Go conventions matter here. The context-first rule is strict. Always put ctx first. Always name it ctx. Functions that accept a context should respect cancellation. If ctx.Done() fires, your code should stop work and return early. The span will still end via defer, but the work stops cleanly.
Where things go wrong
Tracing looks simple until you miss a detail. The most common mistake is dropping the context. If you call tracer.Start and ignore the returned context, your child functions will not see the span. The trace breaks into disconnected islands. The compiler will not stop you. You just get orphaned spans in your dashboard.
Another trap is forgetting to end the span. If you remove defer span.End(), the span stays open until the garbage collector runs or the process exits. Your dashboard shows spans with missing end times, and your exporter buffers fill up. The SDK will eventually panic if the buffer overflows, but you will see high memory usage first.

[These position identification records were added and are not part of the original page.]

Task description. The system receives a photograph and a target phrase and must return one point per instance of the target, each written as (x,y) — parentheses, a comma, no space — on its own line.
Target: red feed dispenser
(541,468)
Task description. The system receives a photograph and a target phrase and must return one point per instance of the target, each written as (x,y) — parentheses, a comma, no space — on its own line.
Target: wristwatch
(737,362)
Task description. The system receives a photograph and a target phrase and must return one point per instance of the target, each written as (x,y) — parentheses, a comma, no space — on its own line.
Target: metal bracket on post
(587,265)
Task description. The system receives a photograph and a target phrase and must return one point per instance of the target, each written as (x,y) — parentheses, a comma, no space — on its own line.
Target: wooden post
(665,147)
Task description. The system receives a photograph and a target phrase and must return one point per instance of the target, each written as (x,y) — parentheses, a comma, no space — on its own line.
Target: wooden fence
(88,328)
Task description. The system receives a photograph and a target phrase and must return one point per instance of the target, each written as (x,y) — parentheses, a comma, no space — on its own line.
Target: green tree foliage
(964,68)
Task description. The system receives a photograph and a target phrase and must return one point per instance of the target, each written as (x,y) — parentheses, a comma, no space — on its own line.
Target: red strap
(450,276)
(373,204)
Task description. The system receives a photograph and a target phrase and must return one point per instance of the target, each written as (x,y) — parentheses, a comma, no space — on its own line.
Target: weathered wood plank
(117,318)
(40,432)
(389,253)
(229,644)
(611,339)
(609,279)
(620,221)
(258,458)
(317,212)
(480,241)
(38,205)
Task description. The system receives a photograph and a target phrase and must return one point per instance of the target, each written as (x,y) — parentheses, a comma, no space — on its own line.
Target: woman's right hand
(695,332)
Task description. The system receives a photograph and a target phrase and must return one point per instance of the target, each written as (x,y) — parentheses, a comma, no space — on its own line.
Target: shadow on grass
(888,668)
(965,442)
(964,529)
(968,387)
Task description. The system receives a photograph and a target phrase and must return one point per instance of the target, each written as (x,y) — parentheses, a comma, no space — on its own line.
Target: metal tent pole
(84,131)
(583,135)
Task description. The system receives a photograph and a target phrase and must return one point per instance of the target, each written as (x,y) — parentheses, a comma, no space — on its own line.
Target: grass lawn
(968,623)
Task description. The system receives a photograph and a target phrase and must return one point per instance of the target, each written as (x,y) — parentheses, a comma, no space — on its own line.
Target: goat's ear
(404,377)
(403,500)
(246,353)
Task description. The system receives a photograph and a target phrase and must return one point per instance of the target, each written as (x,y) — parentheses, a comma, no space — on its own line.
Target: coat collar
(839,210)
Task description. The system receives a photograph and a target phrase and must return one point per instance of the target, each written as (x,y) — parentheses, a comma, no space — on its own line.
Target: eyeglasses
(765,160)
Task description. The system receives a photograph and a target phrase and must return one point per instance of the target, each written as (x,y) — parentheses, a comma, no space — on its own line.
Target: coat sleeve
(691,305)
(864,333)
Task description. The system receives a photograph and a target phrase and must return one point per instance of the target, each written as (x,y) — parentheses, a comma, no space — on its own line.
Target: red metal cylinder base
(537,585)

You might also see the compiler reject code with cannot use ctx (variable of type context.Context) as string value in argument if you accidentally pass the context to a function expecting a different type. Context values are typed strictly. You cannot stuff arbitrary data into a span without using the attribute package or span.SetAttributes.
Goroutine leaks happen when you spawn a background worker and forget to pass a cancellable context. The worker waits on a channel that never closes. The span never ends. The trace never completes. Always derive a child context with context.WithCancel or context.WithTimeout for background work, and call the cancel function when the parent request finishes.

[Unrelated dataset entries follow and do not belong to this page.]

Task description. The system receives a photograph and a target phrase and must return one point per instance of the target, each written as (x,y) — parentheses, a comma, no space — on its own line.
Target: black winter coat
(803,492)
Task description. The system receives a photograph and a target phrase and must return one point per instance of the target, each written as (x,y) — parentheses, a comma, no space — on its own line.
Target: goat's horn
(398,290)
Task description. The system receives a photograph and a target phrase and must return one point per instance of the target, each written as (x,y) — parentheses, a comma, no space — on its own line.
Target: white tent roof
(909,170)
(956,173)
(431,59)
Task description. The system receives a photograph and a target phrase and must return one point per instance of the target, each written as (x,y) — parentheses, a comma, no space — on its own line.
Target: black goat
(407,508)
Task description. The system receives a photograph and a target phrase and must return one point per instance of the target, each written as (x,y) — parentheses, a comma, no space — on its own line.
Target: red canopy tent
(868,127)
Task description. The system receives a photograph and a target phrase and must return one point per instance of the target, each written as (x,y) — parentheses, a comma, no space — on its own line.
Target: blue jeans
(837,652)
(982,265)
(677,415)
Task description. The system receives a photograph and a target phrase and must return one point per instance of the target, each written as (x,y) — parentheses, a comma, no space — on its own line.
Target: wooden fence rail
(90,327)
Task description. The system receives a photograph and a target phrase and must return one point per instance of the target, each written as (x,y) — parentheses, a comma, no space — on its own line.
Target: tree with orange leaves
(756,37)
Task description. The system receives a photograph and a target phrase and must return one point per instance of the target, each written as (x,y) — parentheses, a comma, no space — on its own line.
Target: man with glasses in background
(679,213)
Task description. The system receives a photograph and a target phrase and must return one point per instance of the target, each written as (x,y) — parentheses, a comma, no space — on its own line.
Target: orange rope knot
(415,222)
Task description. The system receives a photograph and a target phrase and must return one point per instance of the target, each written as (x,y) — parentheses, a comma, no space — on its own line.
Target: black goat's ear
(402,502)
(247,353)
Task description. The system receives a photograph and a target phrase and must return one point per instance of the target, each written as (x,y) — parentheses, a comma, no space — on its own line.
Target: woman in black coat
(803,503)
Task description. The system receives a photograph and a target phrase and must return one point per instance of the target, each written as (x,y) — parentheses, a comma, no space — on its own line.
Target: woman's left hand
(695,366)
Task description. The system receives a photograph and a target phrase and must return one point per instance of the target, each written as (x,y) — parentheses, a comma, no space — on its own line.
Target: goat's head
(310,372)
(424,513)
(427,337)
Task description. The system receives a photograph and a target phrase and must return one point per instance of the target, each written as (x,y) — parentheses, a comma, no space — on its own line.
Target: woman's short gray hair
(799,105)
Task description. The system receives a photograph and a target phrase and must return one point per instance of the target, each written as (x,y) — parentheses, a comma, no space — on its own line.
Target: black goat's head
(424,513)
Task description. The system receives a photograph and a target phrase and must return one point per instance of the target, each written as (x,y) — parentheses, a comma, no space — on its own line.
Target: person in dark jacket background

The worst goroutine bug is the one that never logs.
When to reach for tracing
Tracing is powerful, but it is not a replacement for every observability tool. Pick the right instrument for the job.
Use OpenTelemetry tracing when you need to follow a single request across multiple functions or services. Use structured logging with slog when you need to record discrete events with key-value pairs for auditing or debugging. Use metrics when you need to aggregate counts, averages, or percentiles over time. Use simple log.Println when you are writing a short script that will never run in production. Use distributed tracing when latency spikes are intermittent and you cannot reproduce them locally. Use error wrapping with fmt.Errorf and %w when you need to preserve error chains without the overhead of a full trace.
Tracing adds overhead. Every span allocation, attribute set, and context propagation step costs CPU cycles. Keep spans coarse. Do not trace every loop iteration. Trace the boundaries: HTTP handlers, database queries, external API calls, and message queue consumers. If a function takes less than a few milliseconds, skip the span. The dashboard will thank you.